In my last entry, I took you on a journey to unlock the secrets of Excel; essentially making you a spreadsheet wizard. However, one important thing to remember at work is that a company can't function if it's comprised of only wizards (tell me to my face that Hogwarts was a functioning school!)

That begs the question, if I'm not doing wizardry, how can I still increase my Excel productivity? (that and the fact that macros can be scary at first!) The answer lies in using wild combinations of Formulae to achieve results that the program was never designed to give.

For the extremely green among you, an Excel formula is essentially text that enters a cell that asks Excel to do some form of calculation. To engage in this most sacred of duties, one simply needs to click an empty cell and hit the = sign, that's how all formulae start.

You'll notice that a BIG list pops up with different formulae that you can choose from, but the truth is twofold:

  1. There are only maybe a handful of formulae worth using, and
  2. It's way quicker (and more impressive to the less informed) to write them in yourself.

Each formula is comprised of the following parts:

  1. The Command is the phrase immediately after the "=" which tells Excel to do that thing.
  2. An open parenthesis immediately after the command
  3. One or more variables which you're telling Excel to calculate with (one hot tip is that you can always tell what kind of variables you need as well as how many by simply typing in the command you're looking to use).
  4. A closed parenthesis (which is always how formulae should end).
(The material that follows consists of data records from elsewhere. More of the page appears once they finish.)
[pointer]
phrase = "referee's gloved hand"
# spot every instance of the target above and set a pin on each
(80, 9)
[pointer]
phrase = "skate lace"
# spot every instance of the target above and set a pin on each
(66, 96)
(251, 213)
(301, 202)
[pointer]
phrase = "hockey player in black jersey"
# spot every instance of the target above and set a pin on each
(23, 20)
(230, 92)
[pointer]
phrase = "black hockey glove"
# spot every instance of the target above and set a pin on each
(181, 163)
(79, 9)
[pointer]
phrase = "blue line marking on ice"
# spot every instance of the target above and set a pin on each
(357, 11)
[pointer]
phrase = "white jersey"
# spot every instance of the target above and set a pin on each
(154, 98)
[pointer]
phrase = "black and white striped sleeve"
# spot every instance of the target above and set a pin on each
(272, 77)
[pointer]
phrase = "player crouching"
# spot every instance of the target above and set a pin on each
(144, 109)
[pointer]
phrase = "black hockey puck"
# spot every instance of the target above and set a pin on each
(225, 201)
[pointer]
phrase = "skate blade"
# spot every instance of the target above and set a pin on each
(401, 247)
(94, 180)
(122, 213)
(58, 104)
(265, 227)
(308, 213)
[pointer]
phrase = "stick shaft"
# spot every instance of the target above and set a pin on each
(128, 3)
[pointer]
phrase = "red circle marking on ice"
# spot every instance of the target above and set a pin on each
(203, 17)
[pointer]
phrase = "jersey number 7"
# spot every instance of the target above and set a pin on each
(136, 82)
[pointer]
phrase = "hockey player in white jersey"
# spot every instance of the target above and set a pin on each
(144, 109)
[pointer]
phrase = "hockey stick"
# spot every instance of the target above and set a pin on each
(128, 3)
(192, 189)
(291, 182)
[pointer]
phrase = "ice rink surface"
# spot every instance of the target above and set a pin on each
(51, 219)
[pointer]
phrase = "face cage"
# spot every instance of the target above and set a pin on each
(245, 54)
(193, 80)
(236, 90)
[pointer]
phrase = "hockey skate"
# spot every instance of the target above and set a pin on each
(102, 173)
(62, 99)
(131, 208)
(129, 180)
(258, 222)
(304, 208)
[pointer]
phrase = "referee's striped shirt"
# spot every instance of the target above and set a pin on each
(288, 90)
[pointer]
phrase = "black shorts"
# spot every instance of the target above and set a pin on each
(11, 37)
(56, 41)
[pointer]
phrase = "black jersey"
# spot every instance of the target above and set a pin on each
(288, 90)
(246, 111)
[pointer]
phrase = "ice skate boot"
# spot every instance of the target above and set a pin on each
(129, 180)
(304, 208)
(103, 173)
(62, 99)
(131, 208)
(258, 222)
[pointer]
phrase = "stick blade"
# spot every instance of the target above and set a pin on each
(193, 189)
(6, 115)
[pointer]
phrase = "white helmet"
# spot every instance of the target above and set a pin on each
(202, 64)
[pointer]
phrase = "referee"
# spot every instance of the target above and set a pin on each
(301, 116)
Reading this, you may say "so what, isn't who whole point of this blog to stop using Excel as an overpriced (although still cheaper than a TI-89+) calculator?" While this is a very valid question, please allow me to blow your mind and remind you that anything you see on a computer is just a combination of 1s and 0s, and you can change those 1s and 0s into whatever you damn well please...so long as you know how to ask. In other words, essentially anything you see in Excel can be calculated with or on by almost anything else, you need to get creative.
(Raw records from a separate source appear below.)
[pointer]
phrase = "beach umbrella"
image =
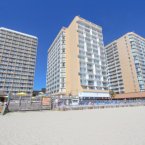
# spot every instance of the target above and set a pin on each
(21, 94)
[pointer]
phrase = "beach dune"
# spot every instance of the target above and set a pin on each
(116, 126)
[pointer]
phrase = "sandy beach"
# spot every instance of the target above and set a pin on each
(117, 126)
Now that this primer is done, let's try your newly acquired skills using the most rudimentary Excel functions: =SUM. Don't fret about this small piece of homework as once you have a basic grasp of how to write a formula, then we can start to get weird.

Here's a small set of Data to paste into Excel:

A
1
2
3
4
5
6
7
8
9
10


Now try clicking on an empty cell to the right of any of the numbers and typing in =SUM(. You'll notice that Excel is asking for a variety of variables(in this case, numbers) to find the sum of, and you'll notice that these are followed by commas (variables are almost always separated by a comma in Excel, you'll also notice that by clicking on any of the numbers, it adds the cell's Column Number and Row Number to the variables because even though it's a location, it's pointing to a number, and that's all Excel sees.
To take this a step further, instead of painstakingly writing commas and clicking on cells over and over again, you can instead click the first cell, and either hold the mouse button and drag down to the bottom (the newbie way), you can highlight the first cell, then hold shift, and click the last cell (which highlights all the cells in between your clicks), or, you can use this move:

  1. Highlight the first cell,
  2. Hold down shift and control at the same time, and press the down arrow key this will highlight all the cells in a column until you hit a blank one...
  3. And yes, this works in any direction using the other arrow keys. You'd be very surprised how few people know of this trick that can save HOURS.

After using that super time-saving hotkey, you'll notice that instead of the location of the first cell and a comma separating each of the other cell locations, you'll find the address of the first cell, a colon, and the address of the last cell. This is shorthand for "include all the cells between these two locations and in our parlance, it's called an Array and you can often use an array instead of each variable in order to save time, and cover large areas with formula magic.

In summary, we've gone over the following:

  • The definition of a formula in Excel
  • How to write a formula
  • The definition of a variable in a formula
  • How to identify the amount of and type of variables that a particular formula requires
  • A hotkey for highlighting a range of cells that will save you incalculable time over the rest of your career.